The community is fired up. The loudest take: this is Iran’s debut as “toll collector for the global economy”, with many calling it proof that American pressure isn’t bending Tehran. Others are dragging Washington for weeks of mixed messages — “We don’t need the oil… actually, open the oil.” Macron’s line that only diplomacy works drew nods, especially as the French ship cruised through after flashing its tricolor credentials.

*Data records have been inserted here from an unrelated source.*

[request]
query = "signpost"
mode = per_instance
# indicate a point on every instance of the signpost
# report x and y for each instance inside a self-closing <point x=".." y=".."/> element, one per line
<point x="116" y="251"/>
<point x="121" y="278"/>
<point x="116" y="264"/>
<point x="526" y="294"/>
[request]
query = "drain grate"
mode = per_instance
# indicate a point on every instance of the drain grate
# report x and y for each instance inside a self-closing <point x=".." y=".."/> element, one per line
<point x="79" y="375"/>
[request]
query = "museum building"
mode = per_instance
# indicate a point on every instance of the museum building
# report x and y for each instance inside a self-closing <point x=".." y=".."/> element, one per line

Then came the hot debate: is this the first crack in US-led order? Some cheer a “multipolar moment,” while others warn the Gulf states could spend their oil money elsewhere if trust in the US wobbles. Meanwhile, jokesters had a field day with “India ship India crew,” calling it the ultimate vibes-based visa, and dubbing the Strait the “Swipe Right of Hormuz” — match with the right flag, get a safe passage.
Key Points
- •Several Omani-operated tankers, a French-owned container ship, and a Japanese-linked gas carrier crossed the Strait of Hormuz since Thursday.
- •Iran is allowing ships with no U.S. or Israeli links to transit after initially closing the strait following late-February U.S. and Israeli strikes on Iran.
- •A CMA CGM container ship crossed after setting its AIS destination to “Owner France”; AIS signals disappeared during crossings.
- •Oman Shipping Management had two VLCCs and one LNG tanker exit the Gulf; Oman had mediated U.S.-Iran talks and criticized the strikes.
- •Mitsui O.S.K. Lines said co-owned Sohar LNG crossed—the first Japan-linked vessel and first LNG carrier since the conflict began; about 45 Japan-linked ships remain stranded.